Tell me if you’ve heard this one before… The former co-CEO of Salesforce, a former U.S. Treasury Secretary and the former chief tech officer at Facebook walk into a conference room together, and voila! You have the new interim board of directors for the best-known AI company in the world.
You might have heard, OpenAI’s old board of directors got into a bit of a spat with CEO Sam Altman. That old board is mostly gone, but Altman is still there. Now, OpenAI is technically a nonprofit and has its own weird corporate governance structure. But boards of directors are by law a staple of every U.S. corporation.
Which got us wondering, what exactly does a board of directors actually do?
The origin story for boards of directors dates back to the guilds of medieval England. Blacksmiths and fishmongers and seafaring merchants would elect a council to set industry rules.
When those councils met they sat on a bench, which they called a board. Lumbar support was a luxury reserved for the council leader.
“Everybody else sat on the bench next to the table. The chair at the head of the table is the chair, that’s how they got the title chair,” said Frank Gevurtz, a professor at the University of the Pacific’s McGeorge School of Law.

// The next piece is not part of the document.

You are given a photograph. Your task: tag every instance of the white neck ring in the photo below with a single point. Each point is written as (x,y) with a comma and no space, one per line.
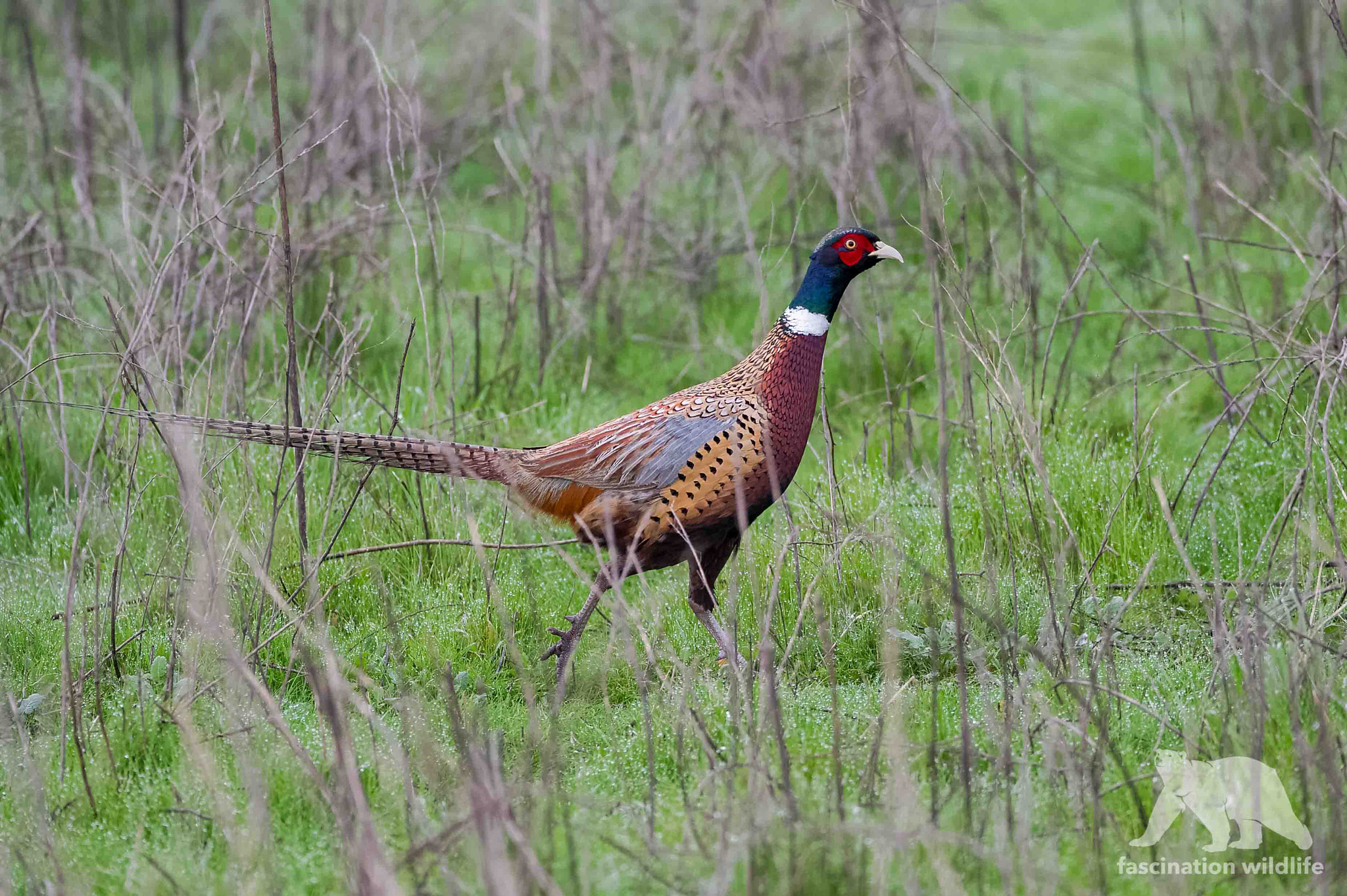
(804,322)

With the rise of the first big corporations like the British East India Company, that council evolved into modern boards of directors, elected by shareholders.
“Its purpose in many ways is to be a democratic institution, so that we can say there is somebody that’s elected, whose in charge,” Gevurtz said.

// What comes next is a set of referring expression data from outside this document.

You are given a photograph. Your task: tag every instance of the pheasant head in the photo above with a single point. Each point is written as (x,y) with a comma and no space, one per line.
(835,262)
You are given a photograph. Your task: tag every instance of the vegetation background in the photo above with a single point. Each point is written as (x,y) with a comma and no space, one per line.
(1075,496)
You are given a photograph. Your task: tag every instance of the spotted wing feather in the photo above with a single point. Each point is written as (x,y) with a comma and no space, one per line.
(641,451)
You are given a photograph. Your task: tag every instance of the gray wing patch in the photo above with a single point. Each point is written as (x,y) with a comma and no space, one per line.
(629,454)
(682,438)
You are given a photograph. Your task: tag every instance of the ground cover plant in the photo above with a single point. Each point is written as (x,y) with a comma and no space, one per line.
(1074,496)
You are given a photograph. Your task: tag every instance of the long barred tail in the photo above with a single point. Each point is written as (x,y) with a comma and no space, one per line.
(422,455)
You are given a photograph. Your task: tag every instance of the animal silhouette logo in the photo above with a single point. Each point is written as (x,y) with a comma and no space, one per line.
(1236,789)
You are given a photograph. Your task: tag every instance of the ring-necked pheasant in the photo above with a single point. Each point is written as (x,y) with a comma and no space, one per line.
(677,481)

The average Fortune 500 company has a board of about 11 members, give or take. For publicly listed companies, stockholders elect the board annually. Private corporations also have boards, often appointed by private investors.
Boards members typically meet every quarter and get paid hundreds of thousands of dollars. Sweet gig!
“We’re talking about people in the highest, highest echelons of the business world. Very typical to find people who are CEOs of other major corporations, people who have very high level executive experience,” said Yo-Jud Cheng, an assistant professor at the University of Virginia’s Darden School of Business.
Cheng said board members have to be available in times of crisis or scandal and help set strategic goals for the organization. But the number one job is basically to make sure the people running the company are doing their jobs.
“One of the core responsibilities is hiring and firing the CEO and as we’ve seen, that can have huge implications for the direction of an organization,” Cheng said.
And that can be pretty awkward, because CEOs are often on the boards of these corporations.
Law school professor Frank Gevurtz said CEOs also have major sway on who sits on the board in the first place.
“Kicking out the CEO, that, ironically, is something that boards historically are reticent to do and the complaint is they don’t do it enough,” Gevurtz said.
And even if they do … sometimes the CEO doesn’t stay fired.